For each fixed detector pixel \((K_x, K_y)\), denoise across all scan positions. At each detector pixel, intensity values vary smoothly as the probe scans across the sample.

Approach 3: Probe position chunking (4D TV)

Apply TV regularization coupling all dimensions, but process probe positions in sequential groups rather than all at once. For example, with \(255\) diffraction patterns, process positions \(1\)-\(20\) as one group, \(21\)-\(40\) as the next group, and so on.

As the probe scans, its phase and configuration may evolve due to stage drift, defocus changes, or beam instability. Processing in sequential chunks of \(20\)-\(40\) positions captures local probe consistency while adapting to these gradual changes.

Pros: Exploits 4D correlation within probe-consistent regions, computationally tractable, physically motivated

Cons: Chunk boundaries need consideration, requires choosing appropriate chunk size

Approach 4: Spatial patches (4D TV)

Divide datacube into spatial patches (smaller regions of scan positions), then apply full 4D TV within each patch.
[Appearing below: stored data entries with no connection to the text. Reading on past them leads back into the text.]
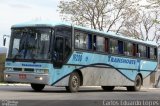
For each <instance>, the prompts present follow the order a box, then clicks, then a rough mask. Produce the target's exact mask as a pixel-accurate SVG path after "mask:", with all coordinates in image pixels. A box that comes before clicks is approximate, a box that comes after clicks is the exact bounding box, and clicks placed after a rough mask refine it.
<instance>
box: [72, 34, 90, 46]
mask: <svg viewBox="0 0 160 106" xmlns="http://www.w3.org/2000/svg"><path fill="white" fill-rule="evenodd" d="M87 41H88V36H87V34H85V33H82V32H79V31H76V32H75V48H79V49H87Z"/></svg>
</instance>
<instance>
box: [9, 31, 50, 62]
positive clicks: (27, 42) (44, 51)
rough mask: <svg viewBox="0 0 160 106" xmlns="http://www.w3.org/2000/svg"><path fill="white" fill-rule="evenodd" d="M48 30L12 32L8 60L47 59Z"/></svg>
mask: <svg viewBox="0 0 160 106" xmlns="http://www.w3.org/2000/svg"><path fill="white" fill-rule="evenodd" d="M50 36H51V29H50V28H20V29H13V30H12V37H11V45H10V50H9V58H13V59H35V60H36V59H41V60H42V59H49V43H50Z"/></svg>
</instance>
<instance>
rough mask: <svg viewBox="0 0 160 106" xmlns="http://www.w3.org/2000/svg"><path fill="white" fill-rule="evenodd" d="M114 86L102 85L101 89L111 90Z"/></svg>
mask: <svg viewBox="0 0 160 106" xmlns="http://www.w3.org/2000/svg"><path fill="white" fill-rule="evenodd" d="M114 87H115V86H102V89H103V90H105V91H113V89H114Z"/></svg>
This couples all diffraction pixels \((K_x, K_y)\) with the local scan positions.

Within each \(16 \times 16\) scan patch, full 4D coupling (all diffraction pixels coupled with those \(16 \times 16\) positions) is achieved, but different patches can have different characteristics. This is particularly useful for heterogeneous samples where different regions have different material properties.

Pros: Balances 4D correlation with computational feasibility, adapts to local structure, parallelizable

Cons: Patch boundaries need careful handling (overlap and blend)

Physics-based denoising

Instead of using TV regularization that only assumes smoothness, a physics-based forward model can generate diffraction patterns from a small number of interpretable parameters. By keeping parameter count low while fitting the noisy data, denoising is achieved through the model’s inherent constraints.

Rather than having \(512 \times 512 = 262{,}144\) free parameters (one per pixel), parameterize the diffraction pattern using physics:

\[I_{\text{model}}(k_x, k_y) = |\mathcal{F}\{\text{probe}(x,y) \cdot \text{object}(x,y)\}|^2\]

where both probe and object are modeled with far fewer parameters.

Why this denoises:

Dimensionality reduction: \(262{,}144\) noisy measurements compressed to \(10\)-\(100\) physics parameters
Physical constraints: Model can only generate physically reasonable patterns
Regularization through parameterization: Limited expressiveness prevents fitting noise
Interpretable: Parameters have physical meaning (phase gradient, defocus)

Example parameterization:

Object phase (local region):

\[\phi_{\text{object}}(x, y) = \phi_0 + \frac{\partial \phi}{\partial x} \cdot x + \frac{\partial \phi}{\partial y} \cdot y\]

This uses only \(3\) parameters: mean phase \(\phi_0\) and phase gradients \(\frac{\partial \phi}{\partial x}\), \(\frac{\partial \phi}{\partial y}\).

Probe: \(2\)-\(5\) parameters (defocus, astigmatism, probe center position)

Total: \(10\)-\(25\) parameters for \(200{,}000\) measurements provides strong regularization.

Comparison:

TV denoising:

Assumes smoothness only
No physical model required
Very fast (gradient descent on pixels)
Works on any image type
Cannot recover information beyond noise

Physics-based model:

Requires specific physics (wave propagation)
Explicit probe and object models
Slower (nonlinear parameter fitting)
Domain-specific (requires physical understanding)
Can interpolate missing information using physics

Use physics-based models when you need physically meaningful parameters (phase gradients for DPC, strain) or want to enforce specific physical constraints. Use TV when you need clean patterns quickly for downstream analysis without physical interpretation.